The end result was the Secret Service contacting Cracked’s HR department in hopes of reaching O’Brien to “discuss” his “lightly treasonous” article. O’Brien’s first contact with the Secret Service was via a phone conversation with an agent who explained (rather sympathetically) that while the agency had the capability to recognize satire, it had the duty to run out every ground ball, so to speak.
“I just mean I’m not some, I don’t know, government dud. Believe it or not, I’ve got a sense of humor; most of us do around here. I know it’s a comedy website, I know you’re doing jokes. It just so happens that it’s my job to pay attention when certain … concepts are brought up online. That article, combined with your fascination with fighting presidents … well, that’s the kind of thing I need to know about.”
However, his next stop was a trip to downtown Los Angeles to meet with two Secret Service agents who weren’t quite as blessed in the humor department. The two agents were clearly taking the situation as seriously as anyone can take subject matter that describes President Jimmy Carter’s daughter escaping a kidnapping vessel by “slicing through the ocean like a goddamned dolphin.”
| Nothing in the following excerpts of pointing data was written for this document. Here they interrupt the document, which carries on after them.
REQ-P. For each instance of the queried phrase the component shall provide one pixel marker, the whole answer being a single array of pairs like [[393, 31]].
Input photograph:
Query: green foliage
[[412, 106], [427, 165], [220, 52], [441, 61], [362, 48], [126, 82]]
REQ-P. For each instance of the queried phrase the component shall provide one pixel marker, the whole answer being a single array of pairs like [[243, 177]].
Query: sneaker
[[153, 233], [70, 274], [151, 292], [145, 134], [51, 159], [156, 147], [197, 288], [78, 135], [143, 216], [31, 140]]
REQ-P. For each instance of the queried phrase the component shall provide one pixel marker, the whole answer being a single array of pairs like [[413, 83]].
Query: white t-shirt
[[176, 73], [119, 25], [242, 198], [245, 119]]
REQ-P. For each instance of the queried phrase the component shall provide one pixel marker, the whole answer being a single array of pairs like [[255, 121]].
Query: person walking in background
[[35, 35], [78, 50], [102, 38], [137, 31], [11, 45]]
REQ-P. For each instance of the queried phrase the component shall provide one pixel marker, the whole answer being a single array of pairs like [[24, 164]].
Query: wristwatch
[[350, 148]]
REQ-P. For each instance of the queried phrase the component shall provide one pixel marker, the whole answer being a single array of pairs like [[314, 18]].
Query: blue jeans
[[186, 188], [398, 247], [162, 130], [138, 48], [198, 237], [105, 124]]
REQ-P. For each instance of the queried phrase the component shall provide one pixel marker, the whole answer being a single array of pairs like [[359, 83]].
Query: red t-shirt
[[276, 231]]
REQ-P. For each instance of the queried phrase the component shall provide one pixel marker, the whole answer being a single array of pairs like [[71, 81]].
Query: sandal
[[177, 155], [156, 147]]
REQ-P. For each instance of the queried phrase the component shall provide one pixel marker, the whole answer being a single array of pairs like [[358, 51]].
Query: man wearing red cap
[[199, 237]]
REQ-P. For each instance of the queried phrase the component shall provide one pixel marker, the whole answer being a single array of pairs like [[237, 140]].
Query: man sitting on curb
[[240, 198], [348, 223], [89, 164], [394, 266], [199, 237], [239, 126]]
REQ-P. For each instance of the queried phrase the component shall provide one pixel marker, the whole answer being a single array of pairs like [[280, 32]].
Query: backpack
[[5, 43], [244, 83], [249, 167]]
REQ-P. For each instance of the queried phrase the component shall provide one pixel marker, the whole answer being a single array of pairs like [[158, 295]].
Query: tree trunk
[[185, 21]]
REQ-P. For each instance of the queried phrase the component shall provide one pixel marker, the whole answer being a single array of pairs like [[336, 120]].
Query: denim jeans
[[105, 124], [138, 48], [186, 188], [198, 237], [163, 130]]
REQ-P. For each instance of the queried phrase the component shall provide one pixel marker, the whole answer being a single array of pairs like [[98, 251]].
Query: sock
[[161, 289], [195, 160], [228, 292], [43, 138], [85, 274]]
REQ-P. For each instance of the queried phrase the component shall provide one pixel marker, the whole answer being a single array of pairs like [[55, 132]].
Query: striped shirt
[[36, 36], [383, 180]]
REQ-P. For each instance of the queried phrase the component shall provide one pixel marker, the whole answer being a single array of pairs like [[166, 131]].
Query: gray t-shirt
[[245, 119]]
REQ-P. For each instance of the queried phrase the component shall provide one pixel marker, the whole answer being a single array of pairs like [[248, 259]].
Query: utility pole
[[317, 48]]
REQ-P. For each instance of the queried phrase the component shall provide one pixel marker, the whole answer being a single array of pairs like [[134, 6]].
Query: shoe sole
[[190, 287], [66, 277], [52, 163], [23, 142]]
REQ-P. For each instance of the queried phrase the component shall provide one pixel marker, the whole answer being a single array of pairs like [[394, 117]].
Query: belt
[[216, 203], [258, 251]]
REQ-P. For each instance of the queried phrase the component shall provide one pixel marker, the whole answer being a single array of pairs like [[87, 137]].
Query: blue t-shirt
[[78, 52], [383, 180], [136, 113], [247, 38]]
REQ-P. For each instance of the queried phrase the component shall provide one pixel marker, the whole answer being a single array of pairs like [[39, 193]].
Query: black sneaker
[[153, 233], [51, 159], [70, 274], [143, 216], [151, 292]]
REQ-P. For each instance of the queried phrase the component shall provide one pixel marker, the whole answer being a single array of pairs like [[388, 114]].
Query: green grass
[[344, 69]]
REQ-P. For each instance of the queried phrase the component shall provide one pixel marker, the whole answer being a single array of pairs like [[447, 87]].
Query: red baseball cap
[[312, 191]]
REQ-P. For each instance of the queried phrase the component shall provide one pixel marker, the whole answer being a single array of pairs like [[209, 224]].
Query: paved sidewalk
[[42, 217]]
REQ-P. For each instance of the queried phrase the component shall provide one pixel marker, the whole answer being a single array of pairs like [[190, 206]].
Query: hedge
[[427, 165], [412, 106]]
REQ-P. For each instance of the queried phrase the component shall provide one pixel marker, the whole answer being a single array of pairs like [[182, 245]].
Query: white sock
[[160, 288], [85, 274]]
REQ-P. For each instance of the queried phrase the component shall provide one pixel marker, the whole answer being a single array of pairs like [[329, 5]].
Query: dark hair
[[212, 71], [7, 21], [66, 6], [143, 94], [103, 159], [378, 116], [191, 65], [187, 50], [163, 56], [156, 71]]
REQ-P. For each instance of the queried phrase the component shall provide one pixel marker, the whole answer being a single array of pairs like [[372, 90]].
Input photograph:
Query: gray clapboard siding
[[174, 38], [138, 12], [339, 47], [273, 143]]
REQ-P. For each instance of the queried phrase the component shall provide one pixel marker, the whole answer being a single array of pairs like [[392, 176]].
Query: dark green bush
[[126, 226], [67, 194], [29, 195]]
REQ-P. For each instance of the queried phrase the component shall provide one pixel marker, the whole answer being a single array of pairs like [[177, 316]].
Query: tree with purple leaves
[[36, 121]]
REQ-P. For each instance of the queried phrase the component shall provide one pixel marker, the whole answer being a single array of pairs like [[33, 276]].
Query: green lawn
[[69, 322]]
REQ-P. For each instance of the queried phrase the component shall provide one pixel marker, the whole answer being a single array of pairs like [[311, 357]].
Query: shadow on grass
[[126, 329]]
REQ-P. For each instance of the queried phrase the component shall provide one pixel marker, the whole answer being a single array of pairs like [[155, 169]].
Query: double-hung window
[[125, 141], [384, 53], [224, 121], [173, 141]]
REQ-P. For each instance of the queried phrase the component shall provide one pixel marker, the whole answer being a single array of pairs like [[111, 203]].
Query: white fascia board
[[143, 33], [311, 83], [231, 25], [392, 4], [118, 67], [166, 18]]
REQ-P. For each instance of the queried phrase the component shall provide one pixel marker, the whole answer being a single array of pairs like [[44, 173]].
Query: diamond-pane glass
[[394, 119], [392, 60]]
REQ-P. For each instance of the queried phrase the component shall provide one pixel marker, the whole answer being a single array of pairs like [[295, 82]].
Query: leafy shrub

When O’Brien attempted to defend his humorous article by stating it was full of “impractical” and “useless” advice, the agents took it as an admission that he knew plenty of practical and useful ways to pull off the kidnapping of a First Child. The innate ability of the agents to use his own answers against him, as well as their apparent innate lack of a sense of humor, led to O’Brien being asked unanswerable questions like this one:
“In entry #2,” Agent Hardass began, “you point out a number of common mistakes people make when breaking into the White House, including, quote, leaving either too much or not enough semen around, end quote. Why did you say that?”
Nothing makes a joke funnier than a long explanation of what’s funny about it, and apparently O’Brien was forced to live through this particular form of post-joke hell for a majority of the two hours he was questioned.
If you’ve ever wondered what it’s like to watch comedy as a concept die, I can assure you it’s me sitting in a freezing room explaining to two angry government agents why “murder-boner” is an inherently more richly comedic pairing of words than “death-erection.”
After exhausting the comedy-or-threat possibilities of O’Brien’s article, the agents went on to more easily-answered (but equally difficult to prove) questions like, “Are you a terrorist?” and “Are you affiliated with any terrorist groups?” And… “Do you have the skeleton of Pocahontas stashed in your closet?”
So, all’s well that ends well, I suppose, but O’Brien will likely be rewarded for his anti-presidential writings with extra attention at airports and a heightened sense of (mostly justifiable) paranoia. The government may not care about cat videos and grandma, but it still takes every joke about certain subject matter very seriously.
The NSA (and others) may claim they grab more data than content, but all this limitation really does is ensure your content and data will be completely divorced from their context. O’Brien wrote obviously satirical articles about presidents and had to go explain humor to Secret Service agents. Anyone else who says something that trips the surveillance triggers is now a potential national security target, and at the mercy of agencies that can work backwards through thousands of datapoints and content snippets, completely free to construct their own narrative from the context-free information just sitting around on their servers.